El figurar, el demostrar a los otros, lo que uno puede hacer, no para bien de los demás, sino para beneficio propio, se expresa, cuando el demonio, le propone a Jesús, que se tire desde lo más alto del templo, pues sus ángeles lo cuidarán. Satanás, le cita a Jesús la Sagrada Escritura.

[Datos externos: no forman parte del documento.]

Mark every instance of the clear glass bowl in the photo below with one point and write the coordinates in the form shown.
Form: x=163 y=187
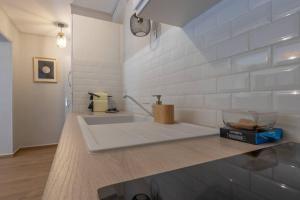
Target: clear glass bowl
x=249 y=120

Es que hasta los diablos la utilizan, hasta ellos, creen y tiemblan. Se puede conocer la Palabra Divina, saberla de memoria, citarla, reconocer que Jesús es el Hijo de Dios, pero es en la actuación personal y comunitaria, donde realmente se demuestra. Dios no se deja llevar por las apariencias, Él conoce nuestro corazón. En todas las ocasiones, Jesús también, le responde con Palabra de Dios, que en sus divinos labios pulveriza al enemigo.

Y la más poderosa de todas las tentaciones, de la cual ni Jesús estuvo exento. Ante ella, sólo con ayuda especial del Espíritu Santo se puede vencer, y con determinación interior. El demonio llevándolo a un lugar alto, le mostró los reinos del mundo, con sus esplendores y su pompa y le prometió dárselos a cambio que se postrara ante él y lo adorara. Es la tentación del poder utilizado para la maldad.

Miserables de nosotros si cedemos ante ella. El tiempo pasa y quiérase o no, un día vendrá la muerte, y tendremos que dar cuenta de nuestras acciones.

Te pedimos, Virgen María, que nos refugies en el Costado Divino de tu Hijo. Así, podremos vivir sus respuestas: “No sólo de pan vive el hombre… Sólo al Señor tu Dios adorarás y te postrarás ante Él… No tentarás al Señor tu Dios”. (Cfr. Lucas 4, 1-13).

No nos dejes caer en la tentación y líbranos del mal. Amén.